As you tab through the dialog, observe what happens to the default button. When the dialog box moves focus to a pushbutton, that pushbutton becomes the new default button. But when the dialog box moves focus to something that isn't a pushbutton at all, the OK button resumes its position as the default button.
The dialog manager remebers which control was the default button when the dialog was initially created, and when it moves focus to something that isn't a button, it restores that original button as the default button.

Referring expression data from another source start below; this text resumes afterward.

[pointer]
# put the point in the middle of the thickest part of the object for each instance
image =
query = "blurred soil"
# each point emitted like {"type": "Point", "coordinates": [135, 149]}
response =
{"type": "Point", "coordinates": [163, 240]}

The behavior that I would expect is:
If I press enter when the window just pop up, it should press the default button
If I press tab, I start navigating through the widgets. In this case there are two options:
2.1 I press enter - this event should be delivered to the focused widget. There's no need to change the default button - simply hand the event to the focused widget.
2.2 I press escape. In this case, everything should go back to the state after the window is created.
Notes:
I come from a mixed background - I don't know if I learned this in windows, linux or Mobile OSes! This is just how I expect things to work out.